Abstract

Natural disaster mitigation is a collective effort of forecast, assessment, and encouraging the public participation in disaster mitigation. This study focused on the rarely addressed aspect, “the value of public awareness” in natural disaster mitigation. The methodology used satellite data and Geographic Information Systems (GIS) to produce semi-real-time “Media GIS” contents. When deliver the content to the media with maximizing four related factors; speed, attractiveness, richness, and accuracy, Media GIS contents will help to increase the public awareness on the respective disaster. The methodology to produce Media GIS contents is based on; basic fundamentals of GIS, freely available satellite images, and information extracted from Google Earth. Hence, contents carry inherent characters of GIS and significantly different from conventional graphics in media.

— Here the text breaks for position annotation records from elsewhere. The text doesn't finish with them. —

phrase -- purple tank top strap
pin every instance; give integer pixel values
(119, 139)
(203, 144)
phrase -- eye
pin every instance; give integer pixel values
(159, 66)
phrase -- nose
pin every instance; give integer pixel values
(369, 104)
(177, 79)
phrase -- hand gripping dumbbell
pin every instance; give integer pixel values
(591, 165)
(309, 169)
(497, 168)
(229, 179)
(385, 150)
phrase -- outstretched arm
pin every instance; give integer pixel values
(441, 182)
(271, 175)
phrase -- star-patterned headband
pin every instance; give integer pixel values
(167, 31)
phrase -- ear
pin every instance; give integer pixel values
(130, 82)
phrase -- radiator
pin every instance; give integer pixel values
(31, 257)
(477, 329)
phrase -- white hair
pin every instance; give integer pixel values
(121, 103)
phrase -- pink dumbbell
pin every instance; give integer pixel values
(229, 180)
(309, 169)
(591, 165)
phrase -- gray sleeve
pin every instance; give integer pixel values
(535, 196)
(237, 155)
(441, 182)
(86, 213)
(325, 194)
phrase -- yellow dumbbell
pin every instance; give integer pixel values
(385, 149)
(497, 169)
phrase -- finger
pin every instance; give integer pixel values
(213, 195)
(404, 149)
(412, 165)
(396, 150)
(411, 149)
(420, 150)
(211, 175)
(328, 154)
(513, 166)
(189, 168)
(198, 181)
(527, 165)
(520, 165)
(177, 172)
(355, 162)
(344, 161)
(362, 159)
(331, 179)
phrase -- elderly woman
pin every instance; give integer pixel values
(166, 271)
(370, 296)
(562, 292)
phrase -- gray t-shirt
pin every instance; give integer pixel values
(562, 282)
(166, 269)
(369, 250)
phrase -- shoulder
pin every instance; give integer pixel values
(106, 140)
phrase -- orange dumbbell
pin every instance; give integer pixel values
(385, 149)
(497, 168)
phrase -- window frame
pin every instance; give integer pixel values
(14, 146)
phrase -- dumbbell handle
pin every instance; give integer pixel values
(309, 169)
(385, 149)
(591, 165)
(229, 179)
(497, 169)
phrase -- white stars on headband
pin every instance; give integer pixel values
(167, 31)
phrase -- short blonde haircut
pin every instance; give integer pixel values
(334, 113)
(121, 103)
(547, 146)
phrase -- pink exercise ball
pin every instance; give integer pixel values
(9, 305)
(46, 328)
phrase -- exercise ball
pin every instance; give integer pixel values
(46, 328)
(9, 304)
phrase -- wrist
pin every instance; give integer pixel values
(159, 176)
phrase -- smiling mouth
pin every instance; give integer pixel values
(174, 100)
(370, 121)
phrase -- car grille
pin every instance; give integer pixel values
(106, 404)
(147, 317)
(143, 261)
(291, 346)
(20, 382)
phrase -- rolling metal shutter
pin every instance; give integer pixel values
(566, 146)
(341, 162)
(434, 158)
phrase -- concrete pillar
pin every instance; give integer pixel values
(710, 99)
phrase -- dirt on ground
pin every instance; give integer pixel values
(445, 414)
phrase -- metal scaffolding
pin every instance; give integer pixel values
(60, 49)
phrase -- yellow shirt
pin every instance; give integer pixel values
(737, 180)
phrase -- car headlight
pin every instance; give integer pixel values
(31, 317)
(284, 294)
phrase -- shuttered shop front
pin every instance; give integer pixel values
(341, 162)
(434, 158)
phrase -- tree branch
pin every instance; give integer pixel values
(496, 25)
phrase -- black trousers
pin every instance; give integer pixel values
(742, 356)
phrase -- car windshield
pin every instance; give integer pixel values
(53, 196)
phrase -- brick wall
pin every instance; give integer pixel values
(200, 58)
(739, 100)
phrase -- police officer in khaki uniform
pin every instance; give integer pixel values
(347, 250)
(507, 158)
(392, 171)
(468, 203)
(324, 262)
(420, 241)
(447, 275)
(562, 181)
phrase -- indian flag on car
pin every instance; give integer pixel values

Also the graphical variables like, size, value, texture, hue, orientation, and shape, were optimized to match with target content users (age group, social group) and medium (print, TV, WEB, mobile), while minimizing the cost. With the news brakes of the disaster, MODIS (250m) satellite data can be extracted in Geo TIFF and KLM (Keyhole Markup Language) formats. The KML file can be overlayed on Google Earth, to extract more spatial information of the area of interest. Photoshop or any similar graphic software can be used to create the product while keeping the geometric character of the content. The final output (in TIFF/JPEG and KLM file) is the GIS media content for TV, WEB, mobile contents, and for print media, which support to increase the public awareness of the disaster. Two cases studies; disastrous flood occurred in Bangkok in 2011 and the severe drought recorded in eastern Sri Lanka in 2014, are presented in the study.